Appointment of the Real Estate Agent
After the funeral, Marie, Cathy and Joan met with Bill, the real estate agent. They wanted his advice with respect to sale. Should they fix up the property a bit, or sell it as is? They wanted to be sensitive in terms of closing date, since Joan lived there and was soon to write her final exams.
There was a general consensus and Bill was told to prepare the necessary “paperwork”.
Who’s the Client?
We have three choices here:
- Estate of Mary,
- Marie, Cathy and Joan.
Correct Technical Answer
The actual correct technical answer is The “Estate of Mary”. Bill would deal solely and only with Joan in terms of taking instructions and executing documents.
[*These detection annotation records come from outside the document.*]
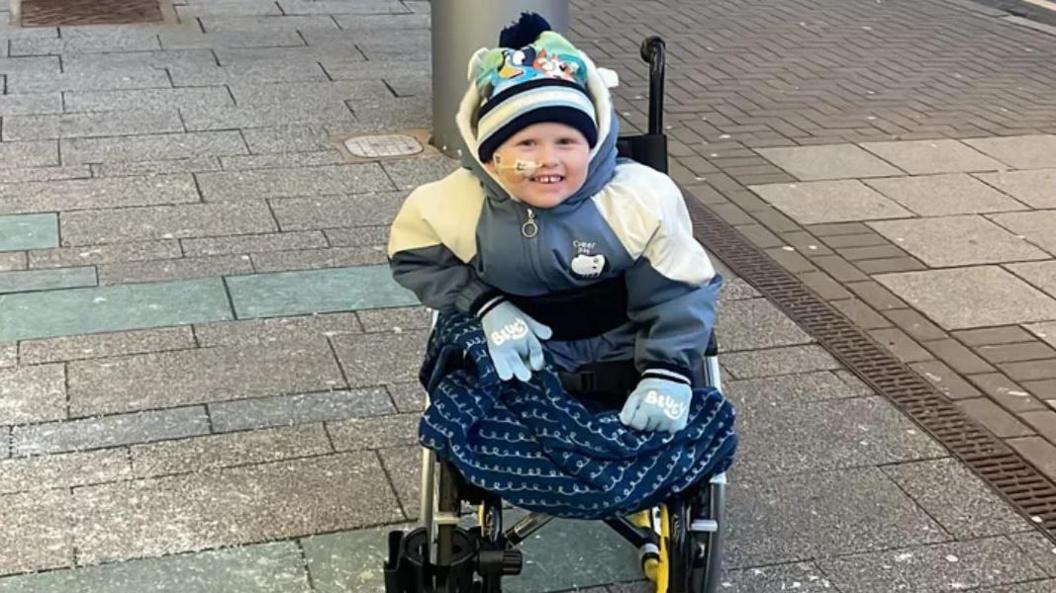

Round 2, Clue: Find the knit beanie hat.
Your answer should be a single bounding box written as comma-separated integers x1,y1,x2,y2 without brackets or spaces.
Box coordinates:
470,13,598,162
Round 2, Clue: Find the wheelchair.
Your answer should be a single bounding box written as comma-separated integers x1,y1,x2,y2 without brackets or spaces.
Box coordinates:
383,37,727,593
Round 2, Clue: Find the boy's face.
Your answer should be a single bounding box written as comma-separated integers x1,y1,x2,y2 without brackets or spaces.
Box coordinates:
485,122,590,208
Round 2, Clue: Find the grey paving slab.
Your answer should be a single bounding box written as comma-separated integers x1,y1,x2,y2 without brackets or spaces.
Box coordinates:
0,166,92,184
0,56,60,77
722,367,873,405
197,164,394,202
0,174,201,214
326,414,421,451
737,394,945,479
157,23,304,50
72,454,401,563
279,0,410,14
98,251,253,286
0,93,62,116
171,61,329,88
964,135,1056,169
194,313,363,347
0,490,73,582
875,266,1056,330
867,215,1051,268
882,458,1034,539
3,109,184,141
385,383,426,414
0,541,312,593
227,266,418,319
720,562,833,593
209,388,396,432
0,67,172,95
0,279,231,341
317,57,432,80
356,307,433,332
1008,531,1056,577
323,225,389,247
180,231,327,257
755,145,903,181
976,169,1056,208
250,245,389,272
0,364,67,424
11,406,209,457
378,445,422,519
725,467,949,568
0,141,59,169
0,448,132,493
228,79,393,106
202,14,339,33
29,240,180,268
62,87,234,113
818,537,1044,593
751,180,912,225
331,331,428,385
1005,261,1056,297
1023,322,1056,346
89,156,221,177
989,210,1056,254
381,156,458,190
221,150,346,170
59,202,278,245
181,100,356,131
865,173,1026,216
62,48,216,71
344,93,433,133
716,299,814,352
175,0,283,19
862,140,1006,175
722,345,843,379
0,342,18,367
0,266,97,294
61,131,246,165
0,213,59,251
242,125,350,154
130,424,333,478
0,251,27,272
68,340,344,417
271,191,407,228
10,27,162,56
18,326,195,364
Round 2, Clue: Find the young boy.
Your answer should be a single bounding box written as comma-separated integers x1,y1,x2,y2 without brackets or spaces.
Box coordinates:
389,15,722,433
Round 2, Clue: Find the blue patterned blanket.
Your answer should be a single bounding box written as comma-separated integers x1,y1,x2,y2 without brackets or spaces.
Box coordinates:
419,314,737,519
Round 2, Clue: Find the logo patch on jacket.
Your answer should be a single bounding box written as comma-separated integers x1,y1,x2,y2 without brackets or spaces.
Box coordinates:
570,241,605,278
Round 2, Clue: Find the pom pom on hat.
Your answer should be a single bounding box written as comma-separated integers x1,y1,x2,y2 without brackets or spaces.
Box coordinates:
471,13,598,162
498,13,550,49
Broader Equitable Response
Beyond the simple direct relationship with Joan and the Estate, Bill really has very much the same relationship with Marie and Cathy. In the meeting, he received the approval and “blessing” from all three sisters.
So, what was Bill’s relationship with Marie and Cathy:
- Strangers, no relationship at all,
- Consumers (public) services under the Real Estate and Business Brokers Act,
- Customer Services under the Real Estate and Business Brokers Act, or
- Client Services under the Real Estate and Business Brokers Act.
As you know, Client Services would be “agency”. That’s the Listing Agreement. It was just signed by Joan alone. That means that we do know that Joan and the Estate are clients.
Marie and Cathy signed nothing at all.
But, they did receive suggestions, guidance and “advice” from Bill. The moment that Bill offered ADVICE, he crossed the independence threshold and made them clients. He was their agent too. This is “implied agency! Although no one spoke about it, mentioned it, or thought about it, for that matter, this was an implied agency appointment.
Answer to the Legal Question:
The correct technical answer will be the appropriate operating theory. There is nothing to prove otherwise, we have to go with answer #1.
Until, of course, the matter were to proceed to Court and the Court were to rule in favour of the “broader equitable response” as being the correct legal answer, then the correct answer would be #2.
Confronted with this same situation, Bill can keep everyone in the loop by sending original documents to Joan, after all, she’s the one who has signing authority as far as third parties are concerned, and sending copies to Marie and Cathy. Then, everyone has the same information as everyone else at the same time.
Joan is a Client duly appointed by written contract, and Marie and Cathy are also clients by an implied agency appointment.
Naturally, that’s if everyone gets along. If they are all fighting, that’s another story.